“The struggle is real,” they say, typically in response to some first world problem.
The baby won’t go down for a nap.
I can’t find a parking spot at Target.
The kids won’t eat the dinner I made for them.
I can’t decide between a pumpkin spice latte or a caramel apple cider.
But what about the times when we truly are struggling? When we encounter tragedy, or loss, or heartbreak? When something so devastating occurs that we question the very existence and love of God? It’s in these moments that the struggle becomes painfully personal, a tug-of-war between hope and despair.
Carrying our invisible burdens
There are so many reasons our lives can be turned upside down, so many ways in which our hearts can be shattered by grief. I would venture to guess that most of us have walked around shouldering an invisible burden of sorrow and heartbreak at some point in our lives while we put on a brave face for the outside world.
I’ve learned firsthand that just because someone lives in a million dollar house doesn’t mean they aren’t living on food stamps. Just because a couple is smiling together doesn’t mean their marriage is healthy. And just because a mom may have a brood of children at her feet doesn’t mean her heart isn’t aching for her babies in heaven.
What to read when your life falls apart
When we are walking through these struggles, our hearts are hungry for encouragement and for hope. In addition to turning to scripture, we want to be comforted by others who have lived through a similar darkness. Today, I’m sharing four books to read when your life falls apart.
These moving and uplifting words from Jonathan Martin were a balm to the soul. As soon as I finished reading it, I wanted to order a box and pass out this book to everyone I knew who was experiencing any kind of loss. From his own story of failure and loss, he invites us to trust God’s goodness. He writes:
“The first discovery of the shipwreck is that we have a higher capacity for pain than we ever could have imagined before we lost, before we failed, before we suffered…The surprise on the other side of the shipwreck is that, while your capacity for pain improved far beyond our wildest reckoning, now you have a capacity to feel everything deeper. You are capable of a depth of empathy and compassion that would have been unthinkable before…And from this new-found capacity for pain, for sorrow, for torment, for agony, for endless waves of grief, comes the biggest surprise of them all—your new-found capacity for joy.”Jonathan Martin, How to Survive a Shipwreck
In this book, Carolyn Custis James lays out our deep need to know God. She tells stories of contemporary women alongside the life of Mary of Bethany to show us the benefits of pursuing God even in our suffering. She gives us permission to bring our hard questions to him, our pain, our confusion, our doubt. She writes:
“Christians may be in denial over this, but the race God has marked out for each of us involves struggle. (…) God’s goal isn’t to make us comfortable here but to help us know him and to intensify our longings for him. Our troubles are not signs of abandonment but are evidence that he is mightily at work.”Carolyn Custis James, “When Life and Beliefs Collide”

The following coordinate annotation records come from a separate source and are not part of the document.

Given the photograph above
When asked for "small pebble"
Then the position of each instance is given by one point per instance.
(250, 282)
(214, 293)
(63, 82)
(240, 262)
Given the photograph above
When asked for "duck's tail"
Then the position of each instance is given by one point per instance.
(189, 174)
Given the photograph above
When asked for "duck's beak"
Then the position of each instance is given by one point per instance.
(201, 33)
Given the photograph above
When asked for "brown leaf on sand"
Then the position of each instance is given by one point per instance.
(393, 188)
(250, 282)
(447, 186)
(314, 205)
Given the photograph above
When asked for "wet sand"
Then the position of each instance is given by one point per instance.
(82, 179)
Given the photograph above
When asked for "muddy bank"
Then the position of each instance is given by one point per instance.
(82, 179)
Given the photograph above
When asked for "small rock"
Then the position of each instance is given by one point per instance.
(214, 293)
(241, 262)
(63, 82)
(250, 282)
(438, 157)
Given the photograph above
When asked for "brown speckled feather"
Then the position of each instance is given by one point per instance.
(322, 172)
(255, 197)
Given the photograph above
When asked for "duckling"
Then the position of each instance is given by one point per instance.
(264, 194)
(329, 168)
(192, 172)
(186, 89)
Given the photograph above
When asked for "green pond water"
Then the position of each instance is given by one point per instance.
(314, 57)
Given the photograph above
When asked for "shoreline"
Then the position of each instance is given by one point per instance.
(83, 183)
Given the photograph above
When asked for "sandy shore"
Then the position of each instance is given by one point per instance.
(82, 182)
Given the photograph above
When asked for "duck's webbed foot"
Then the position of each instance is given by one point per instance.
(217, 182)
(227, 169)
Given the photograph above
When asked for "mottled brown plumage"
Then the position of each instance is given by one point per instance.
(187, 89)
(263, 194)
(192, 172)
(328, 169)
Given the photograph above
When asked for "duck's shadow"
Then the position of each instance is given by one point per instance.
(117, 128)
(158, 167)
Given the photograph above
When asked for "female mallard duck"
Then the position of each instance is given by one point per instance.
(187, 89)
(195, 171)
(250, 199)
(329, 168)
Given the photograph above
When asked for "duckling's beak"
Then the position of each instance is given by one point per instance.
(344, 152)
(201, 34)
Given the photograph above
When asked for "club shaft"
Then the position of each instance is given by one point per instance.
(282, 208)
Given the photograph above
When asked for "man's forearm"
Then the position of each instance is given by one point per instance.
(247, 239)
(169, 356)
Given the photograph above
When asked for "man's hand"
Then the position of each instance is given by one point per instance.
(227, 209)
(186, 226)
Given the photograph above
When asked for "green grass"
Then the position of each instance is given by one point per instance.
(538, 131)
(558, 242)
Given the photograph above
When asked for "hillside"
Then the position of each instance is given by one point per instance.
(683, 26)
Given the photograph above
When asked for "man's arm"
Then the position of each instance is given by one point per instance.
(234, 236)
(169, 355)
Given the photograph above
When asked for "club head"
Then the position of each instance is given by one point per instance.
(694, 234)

Niki lost both her mom and her sister to cancer before getting diagnosed herself. Her book is a testament to the fact that life doesn’t have to be pain-free to be full. She shares practical steps, questions, and prayers designed to help you not just survive, but to thrive in the midst of hardship. She writes:
“Deep down we’re all the same. When life’s storms threaten to drown us we just do our best to keep calm, carry on, and breathe. If I’ve learned one thing along the way it’s that learning to breathe again is a team sport and we all need a little help along the way.”Niki Hardy, Breathe Again
Be Still: Leaning into God When Everything Falls Apart. A 30 Day Devotional edited by Sarah E. Westfall
I had the honor of contributing to this devotional alongside some very talented writers. It’s written by women and for women experiencing loss, tragedy, and heartbreak. Thirty days of devotions will encourage you to “be still and know that I am God” (Psalm 46). Sarah says:
After receiving our son’s diagnosis, I was shattered—the life I expected fragmented at my feet. So badly I wanted to move past the pain, to heal, to feel like I wasn’t suffocating beneath a blanket of grief. But instead, I heard a Voice say, “Be still. Stay. Rest in me.” And that changed everything. This e-book was birthed out of that moment. It is written for anyone in a season of struggle, anyone caught between the life they expected and the one they were handed.
You can get a copy of Be Still on Amazon, and it’s my prayer that these words will minister to you.